You can also build a custom pipeline by selecting specific preprocessors using Pipeline from shekar.preprocessing.

Example Pipeline

from shekar import Pipeline
from shekar.preprocessing import EmojiRemover, PunctuationRemover

steps = [
    ("removeEmoji", EmojiRemover()),
    ("removePunct", PunctuationRemover()),
]

pipeline = Pipeline(steps)

text = "پرنده‌های 🐔 قفسی، عادت دارن به بی‌کسی!"
output = pipeline.fit_transform(text)
print(output)  # Output: "پرنده‌های  قفسی عادت دارن به بی‌کسی"

Batch and Decorator Support

# Apply pipeline to multiple strings
texts = [
    "یادته گل رز قرمز 🌹 به تو دادم؟",
    "بگو یهویی از کجا پیدات شد؟"
]
outputs = pipeline.fit_transform(texts)
print(outputs)
# ["یادته گل رز قرمز  به تو دادم", "بگو یهویی از کجا پیدات شد"]

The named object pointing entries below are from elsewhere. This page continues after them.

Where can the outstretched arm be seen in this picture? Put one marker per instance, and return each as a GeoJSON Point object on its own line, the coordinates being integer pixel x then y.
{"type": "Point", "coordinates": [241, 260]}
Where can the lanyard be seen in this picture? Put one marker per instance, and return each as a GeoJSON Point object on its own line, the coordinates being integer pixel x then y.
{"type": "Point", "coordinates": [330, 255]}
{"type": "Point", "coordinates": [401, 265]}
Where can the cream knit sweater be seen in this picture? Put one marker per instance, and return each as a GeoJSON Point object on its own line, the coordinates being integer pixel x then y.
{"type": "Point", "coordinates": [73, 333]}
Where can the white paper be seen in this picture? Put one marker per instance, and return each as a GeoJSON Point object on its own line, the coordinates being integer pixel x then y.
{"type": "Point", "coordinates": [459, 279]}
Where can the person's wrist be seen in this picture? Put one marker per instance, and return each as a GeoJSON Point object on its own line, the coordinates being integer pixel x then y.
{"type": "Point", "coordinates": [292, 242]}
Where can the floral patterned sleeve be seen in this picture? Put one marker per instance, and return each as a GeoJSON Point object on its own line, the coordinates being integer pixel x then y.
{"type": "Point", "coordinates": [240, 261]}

# Use decorator to apply pipeline on specific arguments
@pipeline.on_args("text")
def process_text(text):
    return text

print(process_text("تو را من چشم👀 در راهم!"))
# Output: "تو را من چشم در راهم"

Notes

Normalizer class internally uses transformation steps listed in order as following:

steps = [
                ("AlphaNumericUnifier", AlphabetNormalizer()),
                ("ArabicUnicodeNormalizer", ArabicUnicodeNormalizer()),
                ("NumericNormalizer", NumericNormalizer()),
                ("PunctuationUnifier", PunctuationNormalizer()),
                ("EmailMasker", EmailMasker(mask="")),
                ("URLMasker", URLMasker(mask="")),
                ("EmojiRemover", EmojiRemover()),
                ("HTMLTagRemover", HTMLTagRemover()),
                ("DiacriticsRemover", DiacriticsRemover()),
                ("RedundantCharacterRemover", RedundantCharacterRemover()),
                ("NonPersianRemover", NonPersianRemover()),
                ("SpacingStandardizer", SpacingStandardizer()),
            ]